The survey results reflect the on-going concern regarding elemental contamination of drinking water. Studies of arsenic in well water indicate wide-spread issues in the conterminous U.S. with risks that may increase with drought conditions.^3,4 Excessive concentrations of lead in municipal drinking water occur periodically in the U.S. due to the complex interactions of lead service lines, domestic plumbing fixtures, municipal water disinfection approaches, the chemistry of the source water.^5–8

Water aesthetic properties (taste and odor) were also frequently reported in the SIUE study as a reason for preferring bottled water. Drinking water aesthetics have contributions from organic and inorganic species. This study was limited to inorganic species of which copper, iron, and sodium are the major contributors.⁹ Manganese has often been identified as a contributor to taste and odor at small concentrations but more recently its effect has been questioned and appears to require impractically large concentrations (> 75 mg/L) to be perceived by organoleptic methods.¹⁰ The typical limits for aesthetic guidance of iron is 0.3 mg/L and 0.4 mg/L for copper.^11,12 The importance of inorganic contributors to taste and odor is emphasized by the USEPA’s secondary maximum contaminant levels for Al, Cu, Fe, Mn, Ag, and Zn which are intended to control negative aesthetic effects and promote consumer confidence in the quality of the water.¹³

An additional concern among those surveyed at SIUE was the amount of waste produced by consuming bottled water and its overall climate impact. The use of bottled water carries much greater total consumption cost than tap water. The energy required to bring bottled water to consumers was estimated between 5 and 10 MJ/L.¹⁴ This compares to about 0.0013 MJ/L to 0.013 MJ/L to supply tap water to customers for a surface water source and a desalination source, respectively.¹⁵ The energy estimate does not consider the energy cost of the plastic waste generated by bottled water. A life-cycle assessment study of bottled and tap water found that bottled water generated 10 to 20 times more solid waste mass than tap water and 6 to 32 times the greenhouse gas emissions.¹⁶

One approach to mitigating the issue of elevated toxic metal concentrations in drinking water, controlling aesthetic quality, and avoiding the excessive energy consumption of bottled water is the broad implementation of point-of-use filters. For people served by public water systems, the point-of-use filter becomes the last phase in an overall purification system that starts at the source water.^17,18 For people who rely on private well water, a point-of-use filter may be the only water treatment.
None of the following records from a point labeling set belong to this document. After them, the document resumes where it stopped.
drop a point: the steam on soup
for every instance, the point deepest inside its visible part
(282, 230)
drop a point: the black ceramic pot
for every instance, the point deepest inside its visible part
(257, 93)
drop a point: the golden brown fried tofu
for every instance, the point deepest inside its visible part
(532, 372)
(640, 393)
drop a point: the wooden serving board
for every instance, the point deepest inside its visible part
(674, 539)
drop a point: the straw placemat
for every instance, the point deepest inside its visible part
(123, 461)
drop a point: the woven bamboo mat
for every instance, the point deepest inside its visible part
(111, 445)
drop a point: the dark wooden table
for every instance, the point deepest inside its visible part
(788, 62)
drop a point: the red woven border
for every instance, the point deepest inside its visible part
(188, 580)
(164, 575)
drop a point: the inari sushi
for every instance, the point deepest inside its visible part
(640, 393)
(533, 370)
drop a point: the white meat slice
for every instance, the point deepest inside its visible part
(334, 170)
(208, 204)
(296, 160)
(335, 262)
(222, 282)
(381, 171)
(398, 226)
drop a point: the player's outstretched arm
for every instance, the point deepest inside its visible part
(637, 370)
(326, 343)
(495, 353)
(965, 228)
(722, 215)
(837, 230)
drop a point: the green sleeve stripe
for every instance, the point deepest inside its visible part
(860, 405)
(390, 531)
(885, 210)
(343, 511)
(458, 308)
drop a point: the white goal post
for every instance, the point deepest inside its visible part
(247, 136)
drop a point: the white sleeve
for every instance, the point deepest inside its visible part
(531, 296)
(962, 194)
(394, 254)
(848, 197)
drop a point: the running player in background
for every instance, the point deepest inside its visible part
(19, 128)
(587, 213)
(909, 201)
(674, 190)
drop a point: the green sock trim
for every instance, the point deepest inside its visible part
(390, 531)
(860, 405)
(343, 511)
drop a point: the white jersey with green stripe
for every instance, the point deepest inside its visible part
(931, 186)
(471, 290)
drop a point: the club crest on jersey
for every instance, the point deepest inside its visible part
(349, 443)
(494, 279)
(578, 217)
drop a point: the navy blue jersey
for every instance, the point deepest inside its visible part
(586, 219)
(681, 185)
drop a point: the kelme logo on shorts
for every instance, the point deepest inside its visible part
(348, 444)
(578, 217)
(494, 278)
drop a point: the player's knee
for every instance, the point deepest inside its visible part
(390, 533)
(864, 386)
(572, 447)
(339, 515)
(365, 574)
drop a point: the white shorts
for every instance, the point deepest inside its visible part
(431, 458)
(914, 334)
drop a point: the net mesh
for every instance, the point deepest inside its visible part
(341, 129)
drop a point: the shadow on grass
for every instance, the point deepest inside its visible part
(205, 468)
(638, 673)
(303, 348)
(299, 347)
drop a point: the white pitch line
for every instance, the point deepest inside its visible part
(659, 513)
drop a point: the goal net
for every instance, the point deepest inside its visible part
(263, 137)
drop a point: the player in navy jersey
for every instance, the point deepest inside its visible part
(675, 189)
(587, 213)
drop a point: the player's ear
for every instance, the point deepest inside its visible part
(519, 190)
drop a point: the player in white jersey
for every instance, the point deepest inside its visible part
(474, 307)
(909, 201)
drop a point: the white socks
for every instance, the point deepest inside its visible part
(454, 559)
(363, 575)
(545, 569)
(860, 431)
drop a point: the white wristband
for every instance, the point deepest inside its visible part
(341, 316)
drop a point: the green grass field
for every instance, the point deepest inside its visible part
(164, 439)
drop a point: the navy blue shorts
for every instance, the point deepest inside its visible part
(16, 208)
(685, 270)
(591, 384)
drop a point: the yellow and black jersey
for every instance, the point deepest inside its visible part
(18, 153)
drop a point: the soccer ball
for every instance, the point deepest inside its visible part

Tabletop water filters or pour-through filters present an inexpensive option to improve both the safety and aesthetic qualities of drinking water.^19–21 Studies of point-of-use filters indicate some inconsistency in performance and break through of lead phosphate particles under specific conditions.^22–24 A longitudinal study of lead removal by solid-block activated carbon point-of-use filters for private well water demonstrated effective removal of lead for at least 250 days under typical residential use conditions.²⁵ These recent studies add to the growing understanding of the actual suitability of point-of-use filters for elemental contamination and the failure modes of these mass-produced filters. The ability of point-of-use filters to enhance drinking water quality is not fully characterized and merits additional study.²⁶ The study presented here aims to add to the understanding of the efficacy of point-of-use filters under conditions that simulate consumer use. In particular, this is a longitudinal study that assesses the changes in filter behavior over the designed capacity of the filters and examines the filtering efficiency when presented with a multi-element spike.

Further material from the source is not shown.